Michael Woodley returned to his hometown of Frostproof, Florida, in 2011 at the request of his dying mother to take care of the land and keep it in the family. After a firefighting career of more than 30 years with the Florida Forest Service that took him all over the state, he is now growing lemons on 20 acres on his grandparents’ property.
Woodley comes from a long line of agricultural producers on both sides of his family. His great-great grandparents on his father’s side sailed to Fort Myers from Ireland in the 1880s and had hundreds of acres of citrus and cattle. His family on his mother’s side has been in agriculture for four generations. Now Woodley is a small producer of a specialty crop.
“When people think of farming, they think of big fields, combines and grain elevators, not a lemon tree,” he says.
Woodley attempted to grow the oranges and grapefruit he inherited on the property, but after fighting canker and greening, he wanted to try something a little different. “There is a tremendous demand for lemon oil, from cleaning products to flavorings,” he says.

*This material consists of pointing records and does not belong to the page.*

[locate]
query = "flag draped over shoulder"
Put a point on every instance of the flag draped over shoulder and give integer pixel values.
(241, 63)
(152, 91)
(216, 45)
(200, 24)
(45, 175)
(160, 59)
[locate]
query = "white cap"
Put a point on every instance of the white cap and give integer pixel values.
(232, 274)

In 2018, he planted high-producing Bearss lemon trees that are resistant to citrus greening. The trees are expected to produce in 2023 and bear two crops per year.

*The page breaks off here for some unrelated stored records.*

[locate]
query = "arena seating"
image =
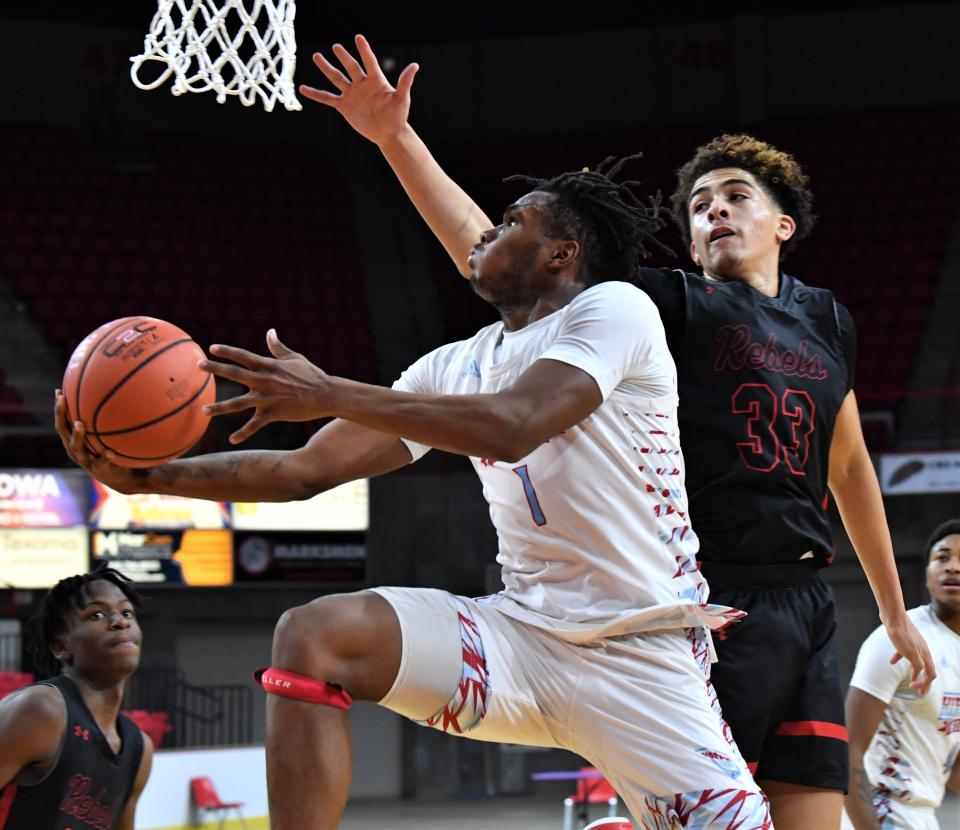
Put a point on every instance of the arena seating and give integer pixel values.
(887, 191)
(214, 239)
(225, 245)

“No one in this area has grown lemons commercially since a hard freeze wiped out all the lemon orchards in 1962,” Woodley says.
He used financial assistance from the U.S. Department of Agriculture’s Natural Resources Conservation Service Environmental Quality Incentive Program to install microirrigation in 2019. He signed up for the Conservation Stewardship Program and was accepted for a four-year contract to plant pollinator habitat. Woodley will receive annual payments to maintain his existing conservation activities in addition to planting pollinator habitat.
He says he is trying to use as little chemicals and pesticides as possible. Although citrus doesn’t require bees to pollinate, he says the grove will produce a third more fruit by having bees. He also wants to attract a host of diverse “good insects” to eliminate pests. “And it’s just beneficial to the environment,” he says.